I am a scientist, not a metaphysician, so I am using the term “mystery” as a scientist would. In science, something is mysterious until it isn’t. But I do appreciate the distinction between questions that are inherently unanswerable and those that aren’t; and in the case of the brain/mind relationship it just isn’t clear from a scientific point of view which kind of question we are dealing with. If there is doubt, though, the default for scientists is to assume answerability until it is demonstrated otherwise. Certainly, the brain/mind relationship has been hugely important in science as a spur to research on how the brain works.
All this of course underlines how important words are. And I do think that there is a difference between awareness, a more or less general property of living things, and thought, which as far as we are, ahem, aware, is a peculiarly human property. To put it another way, thought is a special case of awareness. Awareness has certainly become more complex over the last four billion years or so, at least in our lineage; but whether or not it has reached a pinnacle in what we experience as thought is another question.
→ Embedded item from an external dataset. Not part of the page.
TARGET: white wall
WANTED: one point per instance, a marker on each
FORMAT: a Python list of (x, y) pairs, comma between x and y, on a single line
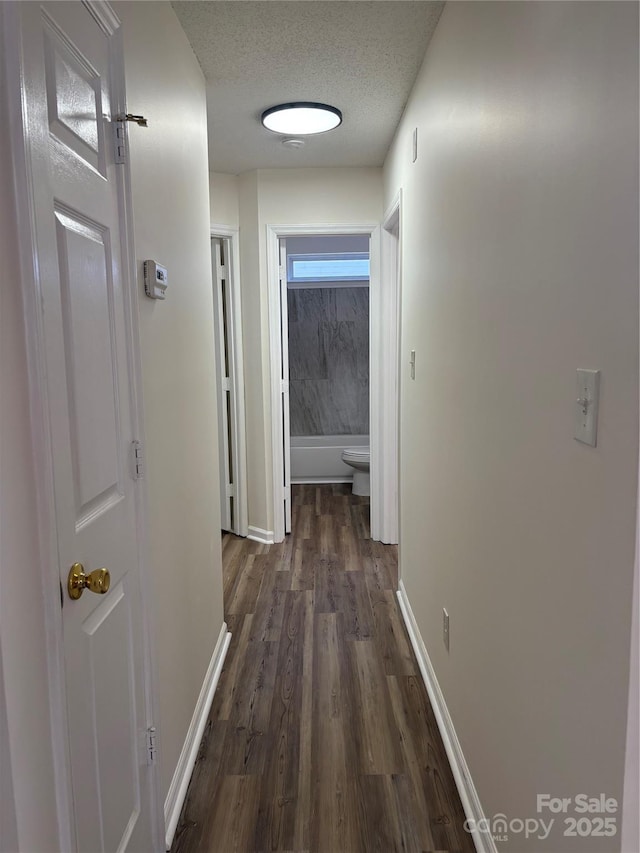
[(171, 223), (224, 200), (282, 197), (520, 264)]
Certainly, it doesn’t seem to have been optimized for anything, certainly as evidenced by our creaky decision-making apparatus!
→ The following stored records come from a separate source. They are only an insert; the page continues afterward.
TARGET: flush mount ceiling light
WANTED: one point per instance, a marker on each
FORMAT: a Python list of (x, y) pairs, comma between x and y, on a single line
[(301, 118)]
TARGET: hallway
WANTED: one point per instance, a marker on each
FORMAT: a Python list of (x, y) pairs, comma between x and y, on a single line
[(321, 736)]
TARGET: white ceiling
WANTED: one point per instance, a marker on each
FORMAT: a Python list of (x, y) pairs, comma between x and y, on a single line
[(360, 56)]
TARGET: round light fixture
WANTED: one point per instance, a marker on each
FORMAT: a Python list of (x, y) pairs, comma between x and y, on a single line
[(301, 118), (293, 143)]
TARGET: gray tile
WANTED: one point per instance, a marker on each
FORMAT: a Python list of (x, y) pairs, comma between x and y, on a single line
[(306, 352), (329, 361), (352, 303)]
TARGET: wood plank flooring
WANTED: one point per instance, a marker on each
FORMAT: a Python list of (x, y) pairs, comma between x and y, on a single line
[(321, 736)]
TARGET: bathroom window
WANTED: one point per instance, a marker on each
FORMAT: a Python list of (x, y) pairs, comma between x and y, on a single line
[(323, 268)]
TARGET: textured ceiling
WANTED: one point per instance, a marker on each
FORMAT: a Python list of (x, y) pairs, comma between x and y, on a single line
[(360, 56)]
If the mind-body problem is unanswerable, then humans are embodied spirits and finite beings. This means an infinite being exists, which means we have to decide whether there is life after death. For this reason, it shows poor judgment, in my opinion, to speculate about the possiblity that the mind-body problem will be solved some day.
The mind-body question is usually posed in philosophical terms, while the specific issue of how electrochemical activity in a complexly-structured brain is related to what we experience as our consciousness is a proper focus of scientific investigation. This makes the latter unlike the issue of the existence of life after death, which is not directly accesible to science — although people’s beliefs about it, and their experiences related to those beliefs, may be. Individual human beings are, alas, all too finite; but from the standpoint of science it is not entirely clear how our own existence directly implies that of an infinite being. We are able to conceive of all kinds of things that may not be perceived by our senses, and gazing on the stars unquestionably generates awe; but whether or not our concepts of the immaterial correspond to anything beyond our own constructs is beyond the remit of science, which is limited to the observable.
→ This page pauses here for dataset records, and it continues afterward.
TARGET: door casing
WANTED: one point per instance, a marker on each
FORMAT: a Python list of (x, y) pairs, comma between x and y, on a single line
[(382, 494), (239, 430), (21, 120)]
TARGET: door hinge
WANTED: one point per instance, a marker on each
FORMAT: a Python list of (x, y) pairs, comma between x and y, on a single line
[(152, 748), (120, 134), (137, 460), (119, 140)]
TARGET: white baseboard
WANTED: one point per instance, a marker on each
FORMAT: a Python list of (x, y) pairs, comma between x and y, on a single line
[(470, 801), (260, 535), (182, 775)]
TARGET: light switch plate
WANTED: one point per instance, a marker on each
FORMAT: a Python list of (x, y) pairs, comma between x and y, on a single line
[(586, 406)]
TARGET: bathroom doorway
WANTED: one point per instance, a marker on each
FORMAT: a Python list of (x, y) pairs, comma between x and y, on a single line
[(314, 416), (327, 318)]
Mind-body desires to separate human cognition, truth is directly accesible.
Well put. A key element of human cognitive uniqueness is the ability to stand back from oneself, as it were, and to view oneself from the exterior. This doesn’t, of course, make us necessarily objective! But it does make it possible for us to believe that we are accessing the truth. If the resulting formulations are testable in terms of what we can observe about ourselves and the rest of nature — or are closely consistent with what we know that is testable — then they fall within the realm of science. If they are not, then they pertain to other, separate, domains of human knowledge.
Every moment of enlightenment progresses human cognition.